Kassab afirma que plano de líder em pesquisas é 'milícia'

Reagindo à subida do rival do PRB, prefeito esquece o petista Haddad e ataca a proposta de usar segurança privada

ARTUR RODRIGUES, O Estado de S.Paulo

06 de setembro de 2012 | 03h12

Com o candidato Celso Russomanno (PRB) ampliando a vantagem sobre o tucano José Serra nas pesquisas, o prefeito Gilberto Kassab (PSD) atacou ontem, pela primeira vez, o líder nas intenções de votos. O prefeito criticou as propostas de Russomanno para a segurança.

"Não quero aqui fulanizar, mas ele diz que quer aproveitar os 300 mil vigias noturnos para trabalhar em conjunto com agentes públicos. Ele está querendo criar uma milícia. Isso é um perigo para a cidade", advertiu o prefeito, referindo-se à declaração de Russomanno dada ao Estado no dia 29. Kassab fez a crítica ao anunciar novas casas de mediação da Guarda Civil Metropolitana (GCM). O próprio Serra, ao participar da série Entrevistas Estadão, disse que a proposta "não tem pé nem cabeça".

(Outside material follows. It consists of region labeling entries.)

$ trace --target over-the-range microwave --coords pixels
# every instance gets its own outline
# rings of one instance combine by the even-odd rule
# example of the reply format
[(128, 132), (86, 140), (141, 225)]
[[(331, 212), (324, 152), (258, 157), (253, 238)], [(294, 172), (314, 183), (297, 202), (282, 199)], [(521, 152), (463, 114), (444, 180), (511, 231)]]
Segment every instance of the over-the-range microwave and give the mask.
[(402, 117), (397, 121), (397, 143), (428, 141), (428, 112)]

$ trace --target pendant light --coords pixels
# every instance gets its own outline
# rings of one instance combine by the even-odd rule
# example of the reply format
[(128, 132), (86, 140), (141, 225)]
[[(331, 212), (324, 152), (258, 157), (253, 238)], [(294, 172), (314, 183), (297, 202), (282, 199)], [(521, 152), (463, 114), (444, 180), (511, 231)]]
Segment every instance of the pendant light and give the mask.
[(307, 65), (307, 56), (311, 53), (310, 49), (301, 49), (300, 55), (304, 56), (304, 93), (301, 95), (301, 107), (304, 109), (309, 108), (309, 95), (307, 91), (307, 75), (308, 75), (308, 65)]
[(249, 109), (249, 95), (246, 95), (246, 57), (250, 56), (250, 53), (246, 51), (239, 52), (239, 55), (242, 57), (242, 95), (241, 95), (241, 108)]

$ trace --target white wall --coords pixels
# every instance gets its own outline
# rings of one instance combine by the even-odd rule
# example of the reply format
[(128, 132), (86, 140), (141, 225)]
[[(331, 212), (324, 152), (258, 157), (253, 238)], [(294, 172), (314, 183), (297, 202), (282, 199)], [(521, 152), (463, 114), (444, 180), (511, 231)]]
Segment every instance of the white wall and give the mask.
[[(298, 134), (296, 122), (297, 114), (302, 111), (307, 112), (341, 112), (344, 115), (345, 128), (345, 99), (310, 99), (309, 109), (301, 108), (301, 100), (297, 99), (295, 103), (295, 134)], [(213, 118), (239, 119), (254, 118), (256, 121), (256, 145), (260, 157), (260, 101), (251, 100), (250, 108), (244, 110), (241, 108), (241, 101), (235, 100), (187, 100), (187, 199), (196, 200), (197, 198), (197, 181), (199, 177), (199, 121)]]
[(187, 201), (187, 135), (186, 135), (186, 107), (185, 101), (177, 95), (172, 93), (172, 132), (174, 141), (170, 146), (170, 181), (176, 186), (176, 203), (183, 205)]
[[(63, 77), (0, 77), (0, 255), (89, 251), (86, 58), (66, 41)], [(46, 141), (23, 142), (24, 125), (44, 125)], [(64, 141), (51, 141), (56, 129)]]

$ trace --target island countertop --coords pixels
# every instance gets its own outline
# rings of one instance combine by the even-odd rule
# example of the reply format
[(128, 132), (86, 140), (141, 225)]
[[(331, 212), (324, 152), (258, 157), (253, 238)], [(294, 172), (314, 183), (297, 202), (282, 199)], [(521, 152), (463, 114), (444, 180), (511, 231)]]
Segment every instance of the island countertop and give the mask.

Kassab classificou como "uma loucura" a proposta de Russomanno de aumentar o efetivo da GCM. "Ele vai elevar de 6 mil pra 20 mil homens. Isso significa R$ 1 bilhão por ano. Nem a Guarda vai acreditar, muito menos a cidade." O prefeito tinha em mãos um papel com as propostas do candidato do PRB - o "Kassab hard", segundo definiu o prefeito, ao querer fazer um trocadilho com "hard drive". Para Kassab, Russomanno está "sendo mal orientado" e, por isso, faz promessas "difíceis" de serem cumpridas.

Hospitais. Na semana passada, o prefeito poupou Russomanno e usou todas as suas agendas públicas para criticar Haddad. "Estou dando mais uma semana para eles não quererem conversar sobre saúde. Não tem como, é goleada. Eu falo, isso é até triste. Porque o governo do PT não deu prioridade para saúde. Eles preferem túnel, ponte, é uma estratégia, as grandes obras", disse, em vistoria ao Hospital Santo Antônio, que é privado e foi inaugurado no início do ano.

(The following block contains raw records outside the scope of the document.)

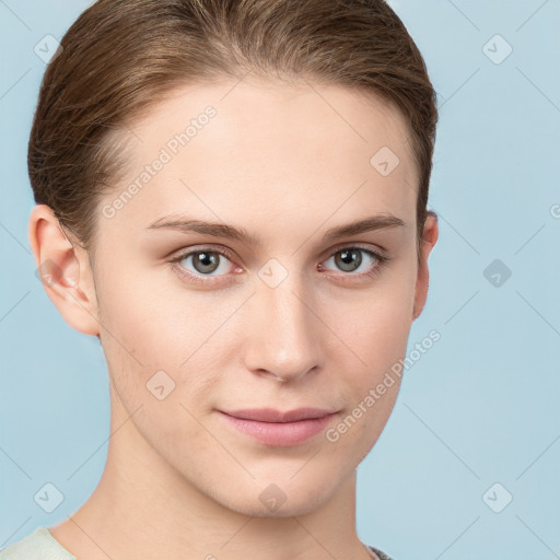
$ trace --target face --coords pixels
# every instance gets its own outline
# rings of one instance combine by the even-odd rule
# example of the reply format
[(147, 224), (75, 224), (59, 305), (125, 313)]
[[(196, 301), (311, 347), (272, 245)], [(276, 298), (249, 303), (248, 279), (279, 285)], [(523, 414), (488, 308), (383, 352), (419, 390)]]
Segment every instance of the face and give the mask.
[[(310, 512), (380, 436), (400, 378), (376, 387), (423, 305), (406, 124), (343, 88), (247, 80), (176, 90), (130, 128), (93, 270), (113, 405), (226, 508)], [(300, 408), (320, 412), (233, 418)]]

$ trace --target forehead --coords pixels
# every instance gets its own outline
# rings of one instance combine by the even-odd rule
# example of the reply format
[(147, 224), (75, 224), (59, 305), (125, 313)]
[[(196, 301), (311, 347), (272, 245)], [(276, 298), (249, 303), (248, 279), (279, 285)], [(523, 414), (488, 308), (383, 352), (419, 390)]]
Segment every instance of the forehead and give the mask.
[(129, 127), (128, 172), (108, 200), (136, 182), (118, 215), (139, 228), (188, 209), (232, 222), (416, 208), (408, 126), (373, 94), (304, 80), (189, 84)]

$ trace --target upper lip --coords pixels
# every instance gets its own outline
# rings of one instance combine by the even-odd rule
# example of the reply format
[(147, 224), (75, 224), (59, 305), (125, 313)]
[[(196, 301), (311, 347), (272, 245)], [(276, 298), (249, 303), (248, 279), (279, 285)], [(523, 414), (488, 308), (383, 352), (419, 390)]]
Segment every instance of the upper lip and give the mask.
[(332, 410), (324, 408), (295, 408), (293, 410), (276, 410), (273, 408), (245, 408), (243, 410), (222, 410), (224, 415), (244, 420), (257, 420), (259, 422), (296, 422), (310, 418), (323, 418), (332, 415)]

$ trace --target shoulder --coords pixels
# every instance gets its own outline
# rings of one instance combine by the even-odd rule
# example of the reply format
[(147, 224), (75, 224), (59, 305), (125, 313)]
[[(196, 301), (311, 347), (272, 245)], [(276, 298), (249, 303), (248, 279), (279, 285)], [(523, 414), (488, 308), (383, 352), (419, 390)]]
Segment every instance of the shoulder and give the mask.
[(47, 527), (37, 527), (18, 542), (0, 550), (0, 560), (77, 560), (52, 537)]
[[(375, 552), (378, 557), (380, 557), (380, 560), (393, 560), (393, 558), (390, 558), (389, 556), (387, 556), (385, 552), (382, 552), (380, 549), (375, 548), (375, 547), (372, 547), (370, 546), (370, 550), (372, 550), (373, 552)], [(2, 558), (0, 557), (0, 560), (2, 560)]]

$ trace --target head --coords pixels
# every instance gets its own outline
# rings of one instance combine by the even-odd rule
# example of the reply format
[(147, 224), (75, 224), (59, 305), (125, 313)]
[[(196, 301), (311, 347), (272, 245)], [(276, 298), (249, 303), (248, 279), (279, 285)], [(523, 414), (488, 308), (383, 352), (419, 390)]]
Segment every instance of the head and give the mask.
[[(170, 472), (250, 515), (317, 508), (381, 434), (400, 378), (368, 395), (427, 299), (420, 52), (381, 0), (101, 0), (61, 46), (28, 151), (49, 298)], [(300, 407), (335, 416), (291, 446), (222, 413)]]

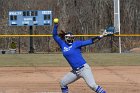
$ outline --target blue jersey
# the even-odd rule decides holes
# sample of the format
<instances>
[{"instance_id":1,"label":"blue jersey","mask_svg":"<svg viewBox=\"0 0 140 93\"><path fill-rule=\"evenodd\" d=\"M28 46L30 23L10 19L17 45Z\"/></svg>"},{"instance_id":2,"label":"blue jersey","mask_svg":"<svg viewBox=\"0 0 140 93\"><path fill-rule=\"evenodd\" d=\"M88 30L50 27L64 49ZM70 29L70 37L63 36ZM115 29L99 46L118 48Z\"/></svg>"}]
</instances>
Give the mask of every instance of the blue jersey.
<instances>
[{"instance_id":1,"label":"blue jersey","mask_svg":"<svg viewBox=\"0 0 140 93\"><path fill-rule=\"evenodd\" d=\"M54 25L53 38L60 46L63 56L73 69L83 66L86 61L81 54L81 47L93 44L92 39L85 41L75 41L72 43L72 45L68 45L58 36L57 27L58 25Z\"/></svg>"}]
</instances>

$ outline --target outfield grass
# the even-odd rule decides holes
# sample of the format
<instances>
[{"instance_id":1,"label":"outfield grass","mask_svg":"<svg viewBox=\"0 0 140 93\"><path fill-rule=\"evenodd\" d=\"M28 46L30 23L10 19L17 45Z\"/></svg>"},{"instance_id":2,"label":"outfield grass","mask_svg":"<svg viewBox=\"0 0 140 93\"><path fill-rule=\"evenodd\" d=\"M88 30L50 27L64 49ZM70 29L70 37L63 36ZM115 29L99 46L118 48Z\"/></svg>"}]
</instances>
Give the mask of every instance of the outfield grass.
<instances>
[{"instance_id":1,"label":"outfield grass","mask_svg":"<svg viewBox=\"0 0 140 93\"><path fill-rule=\"evenodd\" d=\"M138 66L140 54L134 53L85 53L91 66ZM69 66L62 54L1 54L1 67L17 66Z\"/></svg>"}]
</instances>

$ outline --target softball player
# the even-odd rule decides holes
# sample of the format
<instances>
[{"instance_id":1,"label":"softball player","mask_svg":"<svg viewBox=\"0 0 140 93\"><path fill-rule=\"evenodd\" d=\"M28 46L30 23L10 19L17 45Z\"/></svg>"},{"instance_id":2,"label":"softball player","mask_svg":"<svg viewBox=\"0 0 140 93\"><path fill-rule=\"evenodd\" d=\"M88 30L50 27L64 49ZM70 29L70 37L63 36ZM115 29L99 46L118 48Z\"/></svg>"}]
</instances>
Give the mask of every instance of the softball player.
<instances>
[{"instance_id":1,"label":"softball player","mask_svg":"<svg viewBox=\"0 0 140 93\"><path fill-rule=\"evenodd\" d=\"M83 78L87 85L96 93L106 93L106 91L95 83L90 66L86 63L81 54L81 47L93 44L96 40L100 40L107 33L101 36L91 38L85 41L74 41L72 33L62 33L60 36L57 33L58 22L54 21L53 38L58 43L72 71L67 73L60 81L62 93L68 93L68 85L75 82L79 78Z\"/></svg>"}]
</instances>

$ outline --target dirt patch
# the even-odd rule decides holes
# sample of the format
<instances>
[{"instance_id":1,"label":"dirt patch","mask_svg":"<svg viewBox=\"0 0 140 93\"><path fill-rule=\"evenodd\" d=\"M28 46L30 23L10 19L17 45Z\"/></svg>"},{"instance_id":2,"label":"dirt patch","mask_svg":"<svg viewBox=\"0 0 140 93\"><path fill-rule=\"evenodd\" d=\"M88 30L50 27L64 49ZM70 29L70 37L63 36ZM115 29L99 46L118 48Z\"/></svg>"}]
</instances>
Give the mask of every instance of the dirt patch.
<instances>
[{"instance_id":1,"label":"dirt patch","mask_svg":"<svg viewBox=\"0 0 140 93\"><path fill-rule=\"evenodd\" d=\"M96 83L107 93L140 93L140 66L92 67ZM1 67L0 93L61 93L59 80L69 67ZM94 93L80 79L70 93Z\"/></svg>"}]
</instances>

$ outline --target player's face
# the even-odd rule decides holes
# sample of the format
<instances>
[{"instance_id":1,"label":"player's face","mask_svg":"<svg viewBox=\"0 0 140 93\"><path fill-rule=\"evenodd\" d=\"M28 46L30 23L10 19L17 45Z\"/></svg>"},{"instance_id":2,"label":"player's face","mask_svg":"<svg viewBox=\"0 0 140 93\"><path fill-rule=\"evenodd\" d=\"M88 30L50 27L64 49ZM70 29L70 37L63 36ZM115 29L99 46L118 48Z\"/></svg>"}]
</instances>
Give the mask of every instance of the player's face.
<instances>
[{"instance_id":1,"label":"player's face","mask_svg":"<svg viewBox=\"0 0 140 93\"><path fill-rule=\"evenodd\" d=\"M72 34L66 34L65 35L65 42L68 44L68 45L71 45L74 41L74 36Z\"/></svg>"}]
</instances>

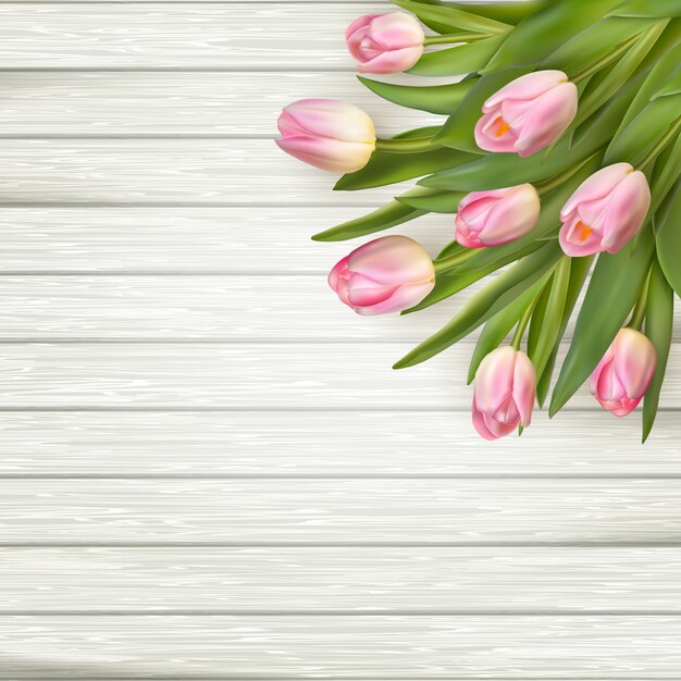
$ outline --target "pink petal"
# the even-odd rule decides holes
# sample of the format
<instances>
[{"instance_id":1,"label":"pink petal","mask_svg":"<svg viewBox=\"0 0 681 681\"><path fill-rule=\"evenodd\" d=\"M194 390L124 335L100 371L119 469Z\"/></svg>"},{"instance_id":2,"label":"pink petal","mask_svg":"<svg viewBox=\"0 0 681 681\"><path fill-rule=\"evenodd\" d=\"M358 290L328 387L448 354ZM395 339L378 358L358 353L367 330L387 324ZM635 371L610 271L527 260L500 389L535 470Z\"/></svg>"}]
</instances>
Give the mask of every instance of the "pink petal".
<instances>
[{"instance_id":1,"label":"pink petal","mask_svg":"<svg viewBox=\"0 0 681 681\"><path fill-rule=\"evenodd\" d=\"M573 83L562 83L542 95L516 143L519 156L531 156L556 141L577 114L577 99Z\"/></svg>"},{"instance_id":2,"label":"pink petal","mask_svg":"<svg viewBox=\"0 0 681 681\"><path fill-rule=\"evenodd\" d=\"M566 221L579 203L594 201L609 195L632 170L629 163L614 163L587 177L562 207L560 219Z\"/></svg>"},{"instance_id":3,"label":"pink petal","mask_svg":"<svg viewBox=\"0 0 681 681\"><path fill-rule=\"evenodd\" d=\"M401 73L413 66L423 54L423 46L406 47L379 54L370 61L358 64L360 73Z\"/></svg>"},{"instance_id":4,"label":"pink petal","mask_svg":"<svg viewBox=\"0 0 681 681\"><path fill-rule=\"evenodd\" d=\"M520 76L497 90L487 101L482 110L486 113L505 99L536 99L544 92L567 83L568 76L562 71L536 71Z\"/></svg>"},{"instance_id":5,"label":"pink petal","mask_svg":"<svg viewBox=\"0 0 681 681\"><path fill-rule=\"evenodd\" d=\"M354 173L364 168L373 153L373 145L321 137L286 137L274 141L294 158L332 173Z\"/></svg>"}]
</instances>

O hospital é um dos cinco que Kassab promete deixar pronto até dezembro. Voltado só para pacientes do SUS encaminhados por unidades municipais, o Santo Antônio foi construído e é gerido pela Beneficência Portuguesa. A Prefeitura, no entanto, diz que articulou para que o hospital que atende só a rede pública reabrisse onde funcionava o antigo Nossa Senhora da Penha.

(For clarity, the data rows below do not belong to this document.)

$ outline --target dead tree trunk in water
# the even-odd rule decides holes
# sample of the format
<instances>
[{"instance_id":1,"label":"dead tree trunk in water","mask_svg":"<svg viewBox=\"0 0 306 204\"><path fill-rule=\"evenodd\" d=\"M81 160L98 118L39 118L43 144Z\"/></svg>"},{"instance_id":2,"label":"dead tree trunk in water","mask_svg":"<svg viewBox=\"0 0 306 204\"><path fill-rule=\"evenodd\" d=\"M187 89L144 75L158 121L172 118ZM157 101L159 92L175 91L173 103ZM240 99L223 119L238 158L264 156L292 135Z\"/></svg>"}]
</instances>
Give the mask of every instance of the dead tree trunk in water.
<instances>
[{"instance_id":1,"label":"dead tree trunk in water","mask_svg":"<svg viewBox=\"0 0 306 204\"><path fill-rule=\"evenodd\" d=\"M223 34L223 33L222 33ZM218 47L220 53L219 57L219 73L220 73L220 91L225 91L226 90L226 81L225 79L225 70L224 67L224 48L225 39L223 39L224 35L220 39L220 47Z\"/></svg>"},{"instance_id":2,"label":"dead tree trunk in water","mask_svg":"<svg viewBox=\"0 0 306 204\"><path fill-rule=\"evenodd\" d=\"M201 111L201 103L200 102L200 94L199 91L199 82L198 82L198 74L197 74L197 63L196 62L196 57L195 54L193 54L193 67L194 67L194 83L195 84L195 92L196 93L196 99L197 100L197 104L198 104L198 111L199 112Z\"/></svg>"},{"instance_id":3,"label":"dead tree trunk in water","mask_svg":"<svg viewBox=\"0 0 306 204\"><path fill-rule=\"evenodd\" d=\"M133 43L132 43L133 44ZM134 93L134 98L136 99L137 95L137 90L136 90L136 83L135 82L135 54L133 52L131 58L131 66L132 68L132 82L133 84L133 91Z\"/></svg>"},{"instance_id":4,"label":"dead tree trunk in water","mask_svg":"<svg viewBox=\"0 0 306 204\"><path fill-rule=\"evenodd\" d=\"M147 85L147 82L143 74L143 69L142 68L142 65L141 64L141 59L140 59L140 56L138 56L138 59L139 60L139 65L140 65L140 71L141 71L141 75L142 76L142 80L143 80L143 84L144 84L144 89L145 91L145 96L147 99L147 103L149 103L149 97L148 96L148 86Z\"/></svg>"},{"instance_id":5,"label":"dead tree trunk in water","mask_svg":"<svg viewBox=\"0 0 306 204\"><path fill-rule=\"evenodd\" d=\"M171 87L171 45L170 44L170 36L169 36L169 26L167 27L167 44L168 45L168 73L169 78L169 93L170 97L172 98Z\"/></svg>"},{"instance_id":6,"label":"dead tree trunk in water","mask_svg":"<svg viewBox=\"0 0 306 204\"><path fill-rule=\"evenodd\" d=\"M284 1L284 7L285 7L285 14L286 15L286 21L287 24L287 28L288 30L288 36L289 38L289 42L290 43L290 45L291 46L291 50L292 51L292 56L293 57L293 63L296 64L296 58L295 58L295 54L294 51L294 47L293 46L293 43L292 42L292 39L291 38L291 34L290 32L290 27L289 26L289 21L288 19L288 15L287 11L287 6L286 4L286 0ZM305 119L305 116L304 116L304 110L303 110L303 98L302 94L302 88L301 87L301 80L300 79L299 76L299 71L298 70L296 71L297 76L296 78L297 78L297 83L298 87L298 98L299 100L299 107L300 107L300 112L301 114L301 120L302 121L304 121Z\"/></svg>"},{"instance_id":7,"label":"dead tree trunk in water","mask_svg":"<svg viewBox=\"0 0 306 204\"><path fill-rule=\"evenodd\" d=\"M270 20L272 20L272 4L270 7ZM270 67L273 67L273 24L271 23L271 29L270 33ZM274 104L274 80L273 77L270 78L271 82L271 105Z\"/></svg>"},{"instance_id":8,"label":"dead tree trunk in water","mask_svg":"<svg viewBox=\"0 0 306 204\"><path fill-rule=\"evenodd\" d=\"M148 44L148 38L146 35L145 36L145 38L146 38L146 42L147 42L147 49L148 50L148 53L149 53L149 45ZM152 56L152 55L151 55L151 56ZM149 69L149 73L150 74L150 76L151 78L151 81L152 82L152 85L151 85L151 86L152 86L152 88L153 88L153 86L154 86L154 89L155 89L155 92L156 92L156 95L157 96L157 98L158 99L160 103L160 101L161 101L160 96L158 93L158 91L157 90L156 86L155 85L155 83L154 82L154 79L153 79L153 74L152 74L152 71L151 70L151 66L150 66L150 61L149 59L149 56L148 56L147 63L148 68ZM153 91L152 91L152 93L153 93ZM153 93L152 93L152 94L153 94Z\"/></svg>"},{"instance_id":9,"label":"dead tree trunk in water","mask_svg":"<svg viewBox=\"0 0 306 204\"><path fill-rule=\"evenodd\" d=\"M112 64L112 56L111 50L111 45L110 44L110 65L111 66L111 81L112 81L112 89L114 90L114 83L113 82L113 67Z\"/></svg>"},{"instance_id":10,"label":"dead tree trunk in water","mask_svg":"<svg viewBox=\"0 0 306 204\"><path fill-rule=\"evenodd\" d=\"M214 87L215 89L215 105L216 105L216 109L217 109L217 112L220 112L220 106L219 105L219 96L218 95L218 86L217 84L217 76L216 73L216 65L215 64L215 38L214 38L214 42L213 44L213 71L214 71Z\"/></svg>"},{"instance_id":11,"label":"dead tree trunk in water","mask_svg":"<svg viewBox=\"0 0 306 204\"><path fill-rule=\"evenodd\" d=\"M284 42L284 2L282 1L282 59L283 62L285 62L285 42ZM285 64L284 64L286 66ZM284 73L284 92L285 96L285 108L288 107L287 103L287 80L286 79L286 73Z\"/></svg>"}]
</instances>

As visitas a hospitais passaram a acontecer depois que Haddad desafiou Kassab a dizer os endereços das unidades que construiu. Desde então, ele já convocou a imprensa para vistorias no M'Boi Mirim, na zona sul, e para a inauguração de uma unidade de Atendimento Médico Ambulatorial (AMA) no Hospital Sorocabana, na região oeste. Este deve ser reaberto até o fim do ano.